Trucks are blocking the entry into the streets around the Capitol that have been closed by the police.

Worries linger

“I feel safe now, the place looks like a military camp,” says Jim Freund, a resident who lives only a few blocks away from the Capitol. But fear lingers. “There is such deep division in this country and there is so much misinformation being circulated that I think you have to be worried.” The events of last week displayed a “complete failure of preparation” and “should never have happened,” he adds.

The atmosphere is also tense inside the Congress building itself. Pictures show dozens of National Guards soldiers sleeping on the floor, with politicians navigating their way between soldiers’ backpacks and legs. As a new measure, lawmakers now have to pass through metal detectors before entering the House chamber. Some Republican lawmakers have complained about the screening.

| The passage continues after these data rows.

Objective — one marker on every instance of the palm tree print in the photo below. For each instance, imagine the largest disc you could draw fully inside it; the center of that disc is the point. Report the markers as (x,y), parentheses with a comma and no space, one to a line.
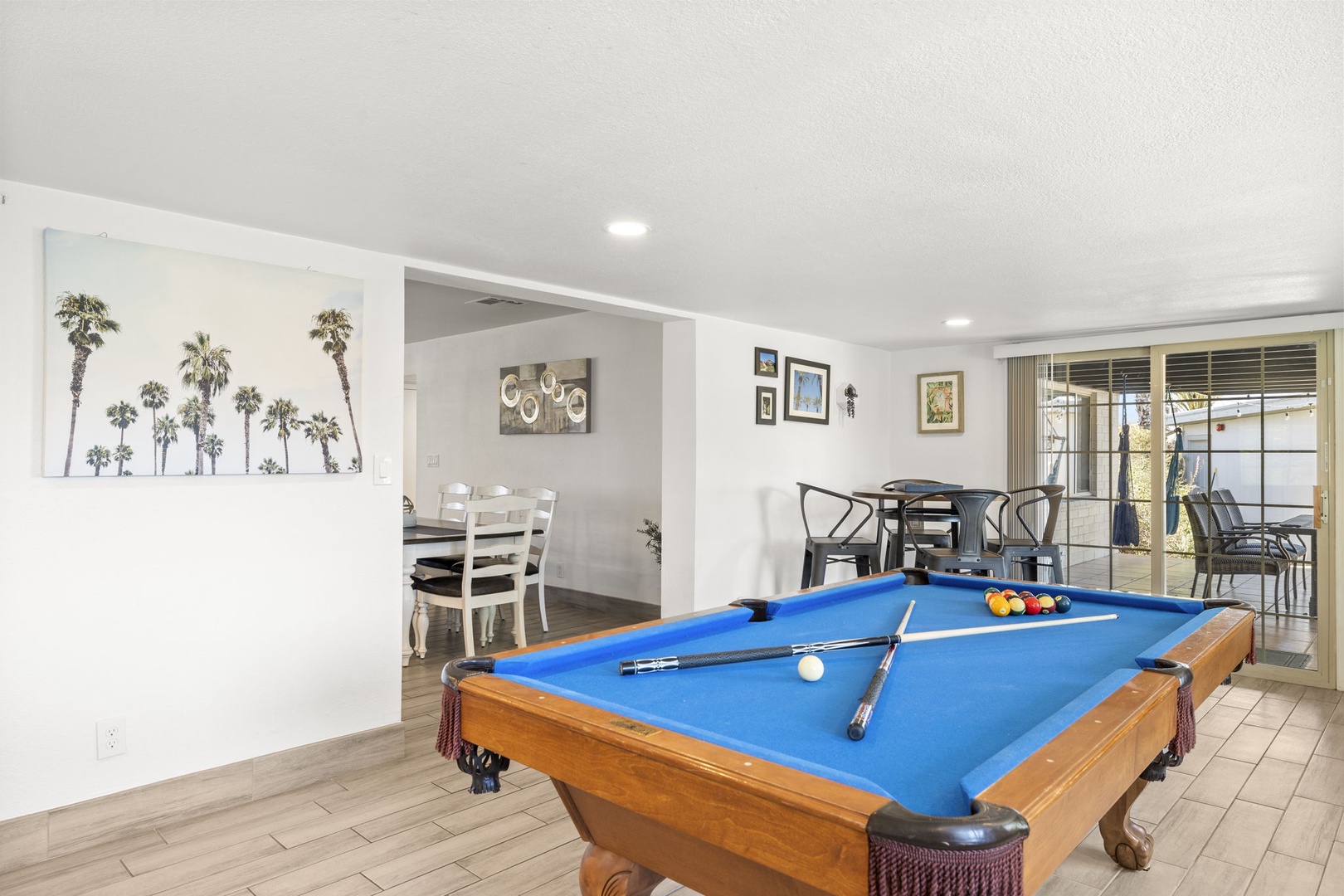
(203,367)
(334,328)
(153,395)
(283,416)
(121,416)
(323,430)
(99,457)
(247,402)
(85,317)
(197,418)
(166,433)
(214,446)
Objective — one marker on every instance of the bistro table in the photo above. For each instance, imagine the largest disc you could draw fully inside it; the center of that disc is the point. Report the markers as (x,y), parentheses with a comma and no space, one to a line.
(437,539)
(894,553)
(1304,527)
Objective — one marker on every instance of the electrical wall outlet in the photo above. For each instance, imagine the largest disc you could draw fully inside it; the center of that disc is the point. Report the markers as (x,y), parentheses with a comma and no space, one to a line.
(112,737)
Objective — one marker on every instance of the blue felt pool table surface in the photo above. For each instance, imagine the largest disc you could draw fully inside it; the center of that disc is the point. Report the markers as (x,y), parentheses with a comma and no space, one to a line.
(956,713)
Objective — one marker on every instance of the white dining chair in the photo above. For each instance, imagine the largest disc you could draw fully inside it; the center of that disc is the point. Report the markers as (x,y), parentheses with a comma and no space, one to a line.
(544,518)
(452,501)
(494,570)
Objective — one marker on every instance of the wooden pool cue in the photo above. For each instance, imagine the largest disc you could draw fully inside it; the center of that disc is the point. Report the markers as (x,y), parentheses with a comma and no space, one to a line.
(859,724)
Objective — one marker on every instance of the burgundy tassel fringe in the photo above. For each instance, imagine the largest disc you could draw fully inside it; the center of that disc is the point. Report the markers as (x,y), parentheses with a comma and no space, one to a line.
(449,743)
(901,869)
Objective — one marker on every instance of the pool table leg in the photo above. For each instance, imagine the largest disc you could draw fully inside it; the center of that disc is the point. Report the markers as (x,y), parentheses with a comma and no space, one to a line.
(1127,841)
(605,874)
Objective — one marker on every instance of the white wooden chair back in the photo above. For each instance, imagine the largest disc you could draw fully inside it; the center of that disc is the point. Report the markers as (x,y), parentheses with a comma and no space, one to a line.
(452,501)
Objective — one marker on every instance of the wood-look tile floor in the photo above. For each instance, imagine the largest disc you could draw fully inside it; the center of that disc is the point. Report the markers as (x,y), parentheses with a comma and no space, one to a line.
(1257,809)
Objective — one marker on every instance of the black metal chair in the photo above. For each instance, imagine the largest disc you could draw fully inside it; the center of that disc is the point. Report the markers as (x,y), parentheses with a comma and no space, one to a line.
(1253,536)
(841,544)
(1031,550)
(971,551)
(1218,553)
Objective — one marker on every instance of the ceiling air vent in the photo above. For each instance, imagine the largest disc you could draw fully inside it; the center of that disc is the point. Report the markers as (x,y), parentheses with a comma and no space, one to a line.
(494,299)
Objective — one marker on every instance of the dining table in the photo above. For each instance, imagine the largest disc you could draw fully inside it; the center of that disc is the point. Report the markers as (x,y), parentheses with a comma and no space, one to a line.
(426,539)
(893,553)
(1304,527)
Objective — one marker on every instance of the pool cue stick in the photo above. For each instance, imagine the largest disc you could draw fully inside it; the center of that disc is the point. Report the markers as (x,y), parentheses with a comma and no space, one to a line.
(859,724)
(746,655)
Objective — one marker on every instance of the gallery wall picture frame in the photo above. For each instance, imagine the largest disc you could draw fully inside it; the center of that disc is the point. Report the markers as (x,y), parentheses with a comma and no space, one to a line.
(940,402)
(806,391)
(765,406)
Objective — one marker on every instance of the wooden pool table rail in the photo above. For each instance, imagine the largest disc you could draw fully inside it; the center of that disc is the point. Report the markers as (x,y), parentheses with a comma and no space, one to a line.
(722,821)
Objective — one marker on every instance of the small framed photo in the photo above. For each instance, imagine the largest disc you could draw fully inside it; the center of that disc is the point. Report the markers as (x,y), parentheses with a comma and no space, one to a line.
(767,362)
(940,402)
(765,406)
(806,391)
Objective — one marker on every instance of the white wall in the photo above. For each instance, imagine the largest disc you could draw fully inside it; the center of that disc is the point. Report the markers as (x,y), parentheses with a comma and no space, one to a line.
(608,479)
(973,458)
(743,500)
(223,617)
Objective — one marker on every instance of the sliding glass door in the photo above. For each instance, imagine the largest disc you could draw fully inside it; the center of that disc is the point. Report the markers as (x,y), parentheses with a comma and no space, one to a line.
(1196,470)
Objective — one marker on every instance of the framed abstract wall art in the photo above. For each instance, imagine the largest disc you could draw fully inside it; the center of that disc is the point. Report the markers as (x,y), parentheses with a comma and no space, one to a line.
(806,391)
(765,406)
(162,362)
(940,402)
(546,398)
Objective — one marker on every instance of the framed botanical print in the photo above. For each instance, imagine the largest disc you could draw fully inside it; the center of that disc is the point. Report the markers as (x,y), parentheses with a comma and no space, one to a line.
(765,406)
(940,402)
(806,391)
(767,362)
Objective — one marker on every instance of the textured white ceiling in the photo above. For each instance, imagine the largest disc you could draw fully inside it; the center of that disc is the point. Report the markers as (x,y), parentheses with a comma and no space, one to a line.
(856,169)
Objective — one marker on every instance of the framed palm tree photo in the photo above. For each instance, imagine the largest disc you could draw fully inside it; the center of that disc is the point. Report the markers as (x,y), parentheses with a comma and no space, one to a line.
(206,366)
(806,391)
(940,402)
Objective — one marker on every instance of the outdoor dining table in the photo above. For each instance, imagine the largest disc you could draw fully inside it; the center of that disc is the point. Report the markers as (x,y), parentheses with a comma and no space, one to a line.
(1304,527)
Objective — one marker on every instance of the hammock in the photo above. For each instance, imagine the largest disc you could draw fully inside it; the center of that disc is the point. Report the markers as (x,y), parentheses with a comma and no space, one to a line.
(1124,527)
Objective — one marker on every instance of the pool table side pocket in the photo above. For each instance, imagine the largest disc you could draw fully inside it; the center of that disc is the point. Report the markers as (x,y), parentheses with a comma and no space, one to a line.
(683,789)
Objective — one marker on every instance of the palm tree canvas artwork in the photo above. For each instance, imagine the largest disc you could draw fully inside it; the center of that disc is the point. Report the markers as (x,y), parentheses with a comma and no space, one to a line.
(163,362)
(806,398)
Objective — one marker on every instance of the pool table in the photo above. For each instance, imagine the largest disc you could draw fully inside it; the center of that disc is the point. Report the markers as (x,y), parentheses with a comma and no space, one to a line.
(990,755)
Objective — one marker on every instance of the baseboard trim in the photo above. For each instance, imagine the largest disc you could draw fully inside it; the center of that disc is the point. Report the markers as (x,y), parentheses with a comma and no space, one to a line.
(49,835)
(600,601)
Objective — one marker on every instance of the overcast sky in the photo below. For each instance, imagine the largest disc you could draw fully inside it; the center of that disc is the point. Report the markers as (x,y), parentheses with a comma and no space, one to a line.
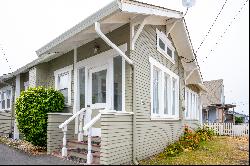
(27,25)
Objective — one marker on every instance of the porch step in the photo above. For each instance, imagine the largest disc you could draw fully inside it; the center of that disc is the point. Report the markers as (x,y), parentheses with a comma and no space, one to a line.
(81,157)
(77,151)
(83,145)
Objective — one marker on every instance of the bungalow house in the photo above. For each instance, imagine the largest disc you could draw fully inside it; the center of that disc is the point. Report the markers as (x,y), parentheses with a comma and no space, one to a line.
(214,109)
(128,87)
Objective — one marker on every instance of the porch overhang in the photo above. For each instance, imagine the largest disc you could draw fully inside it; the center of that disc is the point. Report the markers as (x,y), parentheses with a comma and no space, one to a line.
(111,17)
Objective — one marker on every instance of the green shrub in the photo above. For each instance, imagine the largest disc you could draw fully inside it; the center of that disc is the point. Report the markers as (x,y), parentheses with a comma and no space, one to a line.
(31,112)
(239,119)
(189,140)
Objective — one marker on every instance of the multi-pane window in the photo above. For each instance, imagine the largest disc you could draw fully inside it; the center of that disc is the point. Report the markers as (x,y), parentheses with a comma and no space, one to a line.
(192,105)
(5,98)
(63,83)
(156,86)
(164,92)
(164,46)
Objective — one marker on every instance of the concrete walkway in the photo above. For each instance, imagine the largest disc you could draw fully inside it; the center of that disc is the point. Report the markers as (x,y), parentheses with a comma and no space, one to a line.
(11,156)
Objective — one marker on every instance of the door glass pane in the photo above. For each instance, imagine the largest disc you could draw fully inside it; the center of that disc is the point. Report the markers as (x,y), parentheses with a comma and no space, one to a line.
(161,44)
(166,98)
(118,83)
(187,105)
(99,87)
(8,96)
(3,100)
(155,91)
(82,87)
(174,97)
(63,85)
(169,52)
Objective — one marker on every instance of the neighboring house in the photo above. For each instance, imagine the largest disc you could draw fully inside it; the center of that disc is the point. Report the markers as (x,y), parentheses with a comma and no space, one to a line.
(214,109)
(231,115)
(135,67)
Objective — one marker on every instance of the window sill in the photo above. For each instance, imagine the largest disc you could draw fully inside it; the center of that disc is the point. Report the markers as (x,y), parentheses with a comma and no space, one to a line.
(164,118)
(191,119)
(166,55)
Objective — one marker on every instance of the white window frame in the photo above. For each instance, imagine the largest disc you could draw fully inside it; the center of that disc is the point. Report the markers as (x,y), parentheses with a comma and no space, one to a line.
(26,85)
(164,70)
(4,90)
(191,106)
(168,44)
(97,60)
(67,69)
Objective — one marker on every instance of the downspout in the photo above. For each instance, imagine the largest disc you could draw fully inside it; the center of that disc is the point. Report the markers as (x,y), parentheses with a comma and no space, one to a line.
(112,45)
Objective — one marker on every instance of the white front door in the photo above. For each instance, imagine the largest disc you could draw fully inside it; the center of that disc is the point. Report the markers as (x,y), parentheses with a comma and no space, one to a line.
(98,92)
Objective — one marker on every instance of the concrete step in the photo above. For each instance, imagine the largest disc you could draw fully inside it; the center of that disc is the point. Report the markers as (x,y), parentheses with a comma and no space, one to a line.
(75,155)
(83,145)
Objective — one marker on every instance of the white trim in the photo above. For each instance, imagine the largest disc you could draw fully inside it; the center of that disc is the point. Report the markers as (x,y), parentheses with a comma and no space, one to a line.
(140,8)
(193,105)
(4,90)
(162,70)
(17,94)
(168,44)
(64,70)
(123,84)
(76,87)
(99,60)
(112,45)
(26,85)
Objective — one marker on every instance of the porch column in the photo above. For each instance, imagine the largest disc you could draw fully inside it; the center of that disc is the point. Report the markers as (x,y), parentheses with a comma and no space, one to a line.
(76,88)
(17,94)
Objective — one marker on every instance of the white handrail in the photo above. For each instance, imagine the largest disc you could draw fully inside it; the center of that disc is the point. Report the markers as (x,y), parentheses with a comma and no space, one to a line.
(92,122)
(72,118)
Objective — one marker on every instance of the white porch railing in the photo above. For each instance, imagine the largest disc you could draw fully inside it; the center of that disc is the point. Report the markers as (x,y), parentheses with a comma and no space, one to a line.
(229,129)
(88,128)
(63,126)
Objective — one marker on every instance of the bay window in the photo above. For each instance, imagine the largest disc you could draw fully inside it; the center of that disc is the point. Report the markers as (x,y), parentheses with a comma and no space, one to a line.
(164,92)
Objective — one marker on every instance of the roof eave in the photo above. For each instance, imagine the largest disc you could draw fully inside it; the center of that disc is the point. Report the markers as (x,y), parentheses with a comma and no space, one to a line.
(102,13)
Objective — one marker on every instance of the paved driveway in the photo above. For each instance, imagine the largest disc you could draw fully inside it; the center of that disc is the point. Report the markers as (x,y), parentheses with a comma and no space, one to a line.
(10,156)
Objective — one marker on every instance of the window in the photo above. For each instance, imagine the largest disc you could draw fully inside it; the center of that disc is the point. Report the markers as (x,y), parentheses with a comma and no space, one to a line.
(5,98)
(156,90)
(26,85)
(117,67)
(99,87)
(165,46)
(63,83)
(164,92)
(192,105)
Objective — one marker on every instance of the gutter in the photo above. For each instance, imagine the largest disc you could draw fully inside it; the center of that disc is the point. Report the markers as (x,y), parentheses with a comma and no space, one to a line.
(112,45)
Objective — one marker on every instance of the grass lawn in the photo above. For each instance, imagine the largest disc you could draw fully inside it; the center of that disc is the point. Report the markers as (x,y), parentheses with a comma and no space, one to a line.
(221,150)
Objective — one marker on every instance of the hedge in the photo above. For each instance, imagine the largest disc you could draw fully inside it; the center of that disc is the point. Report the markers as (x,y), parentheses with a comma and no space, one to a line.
(32,107)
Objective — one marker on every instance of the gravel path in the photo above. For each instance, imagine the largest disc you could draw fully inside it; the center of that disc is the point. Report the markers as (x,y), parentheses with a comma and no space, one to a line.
(10,156)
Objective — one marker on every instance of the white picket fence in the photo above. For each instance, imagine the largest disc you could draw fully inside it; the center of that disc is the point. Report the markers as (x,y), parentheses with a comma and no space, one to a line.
(229,129)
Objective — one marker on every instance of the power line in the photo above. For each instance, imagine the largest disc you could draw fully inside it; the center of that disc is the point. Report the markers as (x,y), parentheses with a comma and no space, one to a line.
(215,20)
(227,28)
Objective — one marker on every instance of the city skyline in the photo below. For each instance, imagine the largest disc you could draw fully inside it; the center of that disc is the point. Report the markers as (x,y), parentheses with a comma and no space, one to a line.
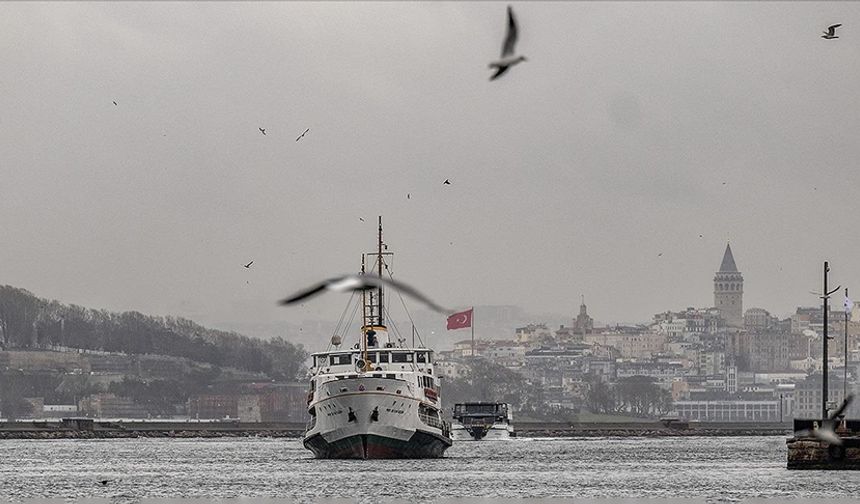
(616,162)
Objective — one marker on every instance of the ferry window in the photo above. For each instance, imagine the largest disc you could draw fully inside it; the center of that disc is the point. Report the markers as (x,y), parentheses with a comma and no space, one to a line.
(341,359)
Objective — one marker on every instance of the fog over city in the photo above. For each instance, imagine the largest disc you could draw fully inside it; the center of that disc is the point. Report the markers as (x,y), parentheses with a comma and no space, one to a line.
(616,162)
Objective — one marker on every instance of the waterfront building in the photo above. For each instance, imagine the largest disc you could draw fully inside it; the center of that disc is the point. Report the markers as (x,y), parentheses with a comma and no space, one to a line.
(729,410)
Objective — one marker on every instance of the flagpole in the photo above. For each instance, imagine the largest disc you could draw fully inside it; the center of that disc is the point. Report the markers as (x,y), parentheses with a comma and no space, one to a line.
(473,332)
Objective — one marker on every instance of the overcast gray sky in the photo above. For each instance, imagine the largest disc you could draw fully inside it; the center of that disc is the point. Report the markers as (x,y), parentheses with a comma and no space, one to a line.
(632,129)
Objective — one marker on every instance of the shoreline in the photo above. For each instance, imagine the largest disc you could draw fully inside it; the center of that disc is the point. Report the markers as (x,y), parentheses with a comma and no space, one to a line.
(97,429)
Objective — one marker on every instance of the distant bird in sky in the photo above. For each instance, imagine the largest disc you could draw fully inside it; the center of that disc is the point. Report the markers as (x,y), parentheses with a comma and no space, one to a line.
(360,283)
(831,32)
(508,59)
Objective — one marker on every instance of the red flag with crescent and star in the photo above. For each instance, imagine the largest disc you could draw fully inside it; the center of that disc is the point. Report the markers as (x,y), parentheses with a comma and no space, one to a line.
(460,320)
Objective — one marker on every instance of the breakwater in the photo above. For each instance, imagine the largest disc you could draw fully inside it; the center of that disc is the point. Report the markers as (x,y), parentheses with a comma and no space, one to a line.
(102,429)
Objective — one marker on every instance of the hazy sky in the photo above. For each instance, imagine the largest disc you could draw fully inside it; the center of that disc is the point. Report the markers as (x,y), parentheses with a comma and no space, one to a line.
(632,129)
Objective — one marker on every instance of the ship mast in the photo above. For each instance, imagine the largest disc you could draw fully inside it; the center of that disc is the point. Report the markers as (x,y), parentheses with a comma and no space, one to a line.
(372,302)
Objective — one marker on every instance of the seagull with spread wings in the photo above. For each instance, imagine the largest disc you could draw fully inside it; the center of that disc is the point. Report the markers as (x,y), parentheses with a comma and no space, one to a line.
(831,32)
(346,283)
(508,58)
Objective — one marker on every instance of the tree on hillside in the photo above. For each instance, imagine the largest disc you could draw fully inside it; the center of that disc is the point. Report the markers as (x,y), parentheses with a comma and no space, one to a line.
(641,396)
(27,322)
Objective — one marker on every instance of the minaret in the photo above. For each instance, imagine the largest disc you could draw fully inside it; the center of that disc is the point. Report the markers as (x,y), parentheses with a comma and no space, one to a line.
(729,290)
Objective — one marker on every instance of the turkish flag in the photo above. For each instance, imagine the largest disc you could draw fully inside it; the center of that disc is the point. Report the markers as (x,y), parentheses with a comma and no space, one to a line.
(460,320)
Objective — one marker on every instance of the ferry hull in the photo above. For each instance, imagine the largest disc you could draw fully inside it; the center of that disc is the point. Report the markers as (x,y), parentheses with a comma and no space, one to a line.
(372,446)
(459,433)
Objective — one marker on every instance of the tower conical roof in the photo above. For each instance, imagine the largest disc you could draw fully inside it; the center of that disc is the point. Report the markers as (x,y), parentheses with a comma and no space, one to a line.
(728,264)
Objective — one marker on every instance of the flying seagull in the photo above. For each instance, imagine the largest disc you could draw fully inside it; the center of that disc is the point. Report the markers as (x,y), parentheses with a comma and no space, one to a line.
(827,431)
(508,59)
(360,283)
(831,32)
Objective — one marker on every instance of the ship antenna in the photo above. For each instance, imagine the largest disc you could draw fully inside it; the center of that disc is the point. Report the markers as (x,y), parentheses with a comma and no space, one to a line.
(364,317)
(379,272)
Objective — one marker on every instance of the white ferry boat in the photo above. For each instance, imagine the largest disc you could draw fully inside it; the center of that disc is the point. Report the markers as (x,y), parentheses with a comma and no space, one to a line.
(480,420)
(377,399)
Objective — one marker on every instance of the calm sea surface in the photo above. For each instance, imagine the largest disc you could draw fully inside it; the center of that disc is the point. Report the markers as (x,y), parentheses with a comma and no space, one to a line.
(708,468)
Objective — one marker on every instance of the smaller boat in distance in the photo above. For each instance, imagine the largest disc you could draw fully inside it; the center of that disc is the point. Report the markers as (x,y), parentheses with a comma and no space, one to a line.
(480,420)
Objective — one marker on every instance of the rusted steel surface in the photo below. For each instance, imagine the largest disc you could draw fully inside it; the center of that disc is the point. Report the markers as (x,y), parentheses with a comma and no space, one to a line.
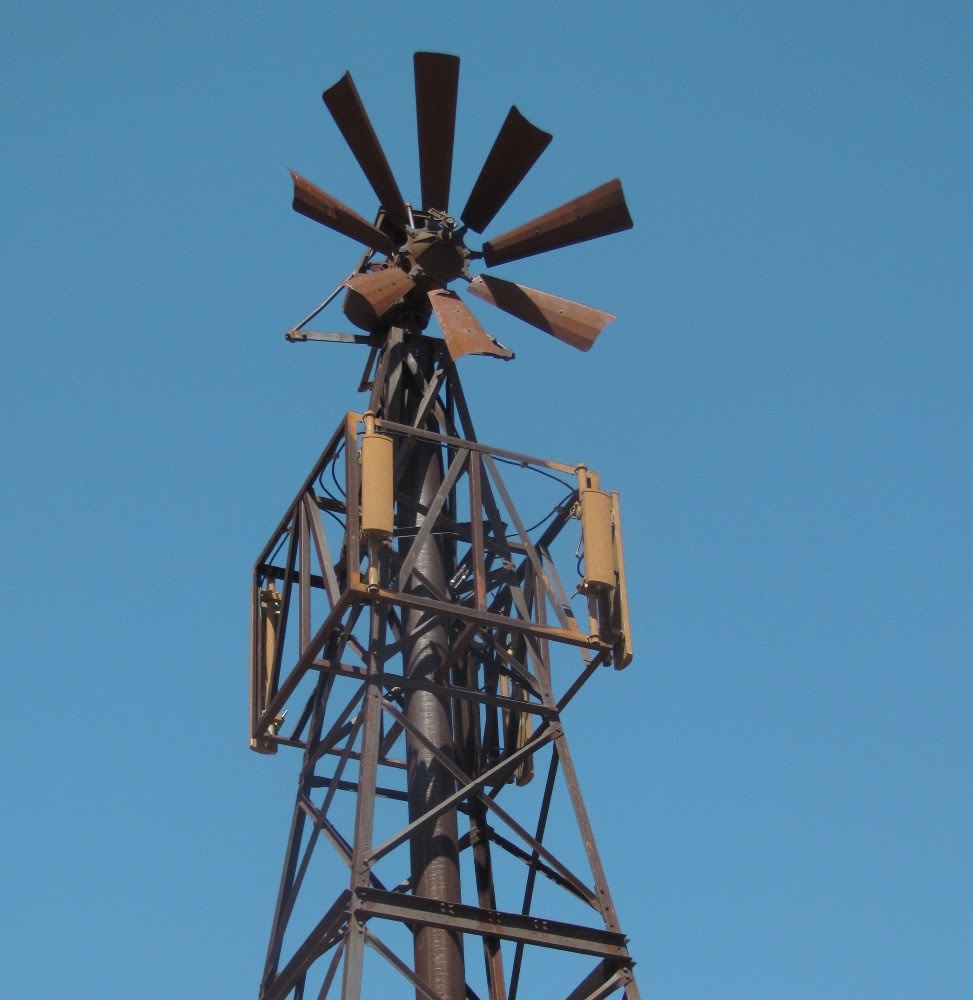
(509,926)
(413,662)
(434,851)
(349,113)
(437,83)
(600,212)
(316,204)
(570,322)
(461,329)
(516,149)
(372,294)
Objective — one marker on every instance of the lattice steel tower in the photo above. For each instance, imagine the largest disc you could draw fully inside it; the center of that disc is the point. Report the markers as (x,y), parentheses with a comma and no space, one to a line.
(410,619)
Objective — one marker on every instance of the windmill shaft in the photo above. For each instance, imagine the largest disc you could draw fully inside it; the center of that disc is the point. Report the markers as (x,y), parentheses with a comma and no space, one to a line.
(434,848)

US lawmakers walk past sleeping members of the National Guard inside the Capitol

An unusual and disquieting sight for US lawmakers

Authorities are discouraging Americans from descending on Washington D.C. for the inauguration. Amid fears of militant Trump supporters infiltrating the capital, Airbnb has canceled all reservations during the week of the event. Under normal circumstances, visitors from all around the country would visit the capital. When former President Barack Obama was sworn in, around 2 million supporters flocked to the city. This time, also in light of the coronavirus pandemic, the event will be much more toned down.